The Cutting Issues in Ministerial Exception Cases
Written by Rick Claybrook, Esq.
The U.S. Supreme Court in Hosanna-Tabor (2012) and Our Lady of Guadalupe (2020) embraced what Justice Samuel Alito described as the “so-called ministerial exception,” a doctrine that exempts religious organizations from discrimination laws when dealing with certain employees. Why “so-called”? Because the exemption covers more than just ministers or the top officials of a religious organization. It also covers some teachers in church elementary schools, as the U.S. Supreme Court held in both of those cases. The cutting issues now are how to define other employees who will be covered and who will decide which individuals qualify.
The majority of justices are advancing a loose definition that weighs the employee’s religious duties and functions. But that leads to decisions like the recent one of the highest court in Massachusetts, which, after sifting the evidence, ruled that a social work faculty member of Gordon College, a forthrightly Christian college, was not a “minister.” Yes, the court reasoned, the college required her to integrate a Christian worldview into her teaching and to be a moral exemplar and counselor for her students, but the court could not see what social work had to do with religion.
The problem on the surface is that most state court judges went to secular colleges and “just don’t get it.” The deeper problem is that no secular judge (even U.S. Supreme Court justices) should even be trying to determine whether a faculty member at a Christian college must conform to the college’s statement of faith and practice for the college to best carry out its mission. That should solely be the decision of the college.
The U.S. Supreme Court in both Hosanna-Tabor and Our Lady of Guadalupe correctly observed that the “ministerial exception” grows out of the larger doctrine of so-called “church autonomy,” so-called because it covers all sincerely religious organizations, not just churches. A key principle of that doctrine is that secular officials have neither the competence nor authority to decide religious questions, and hence, they must keep hands off the internal governance of religious organizations in any way that affects their religious ministry or involves examining religious doctrine.
Since a person employed by an organization is central to its internal governance, it follows that religious organizations must be the ones to decide which of its employees must comply with its faith and conduct principles. This is the position Justice Clarence Thomas took when concurring in both cases, and he was joined by Justice Neil Gorsuch in Our Lady of Guadalupe.

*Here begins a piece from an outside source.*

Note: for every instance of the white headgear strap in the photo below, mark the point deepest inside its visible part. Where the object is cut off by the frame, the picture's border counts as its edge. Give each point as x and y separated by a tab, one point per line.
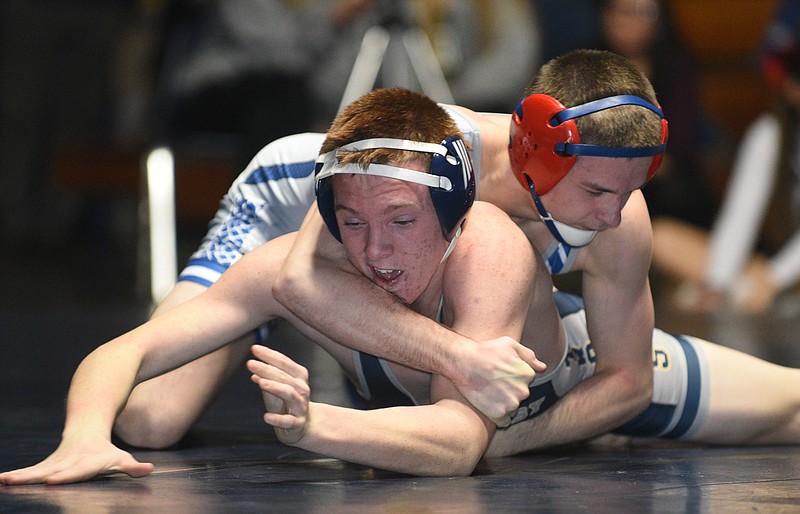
331	166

The Massachusetts court worried that if it adopted such a principle, a religious organization could abuse the process by saying that a janitor was protected by the ministerial exception. The implications that motivated the court are all false: religious organizations will not, as a general matter, try to abuse their legal privileges; janitors will not always be outside the proper scope of the exception (they too may offer prayers and provide worship content); and, more broadly, there is a well-accepted check on potential abuse that secular courts can administer.
This check is the requirement that a religious organization’s assertion of who is a “minister” must be “sincere” or “in good faith.” In the case of a janitor, a court could look to see whether the religious organization had consistently imposed faith and practice requirements on those performing the task. Secular courts have applied this limiting principle of good faith for years in cases involving religious claims, and it should be applied in the ministerial exception context as well.
The Illinois Family Institute is filing a brief with the U.S. Supreme Court requesting that they review the Gordon College case and to adopt that rule.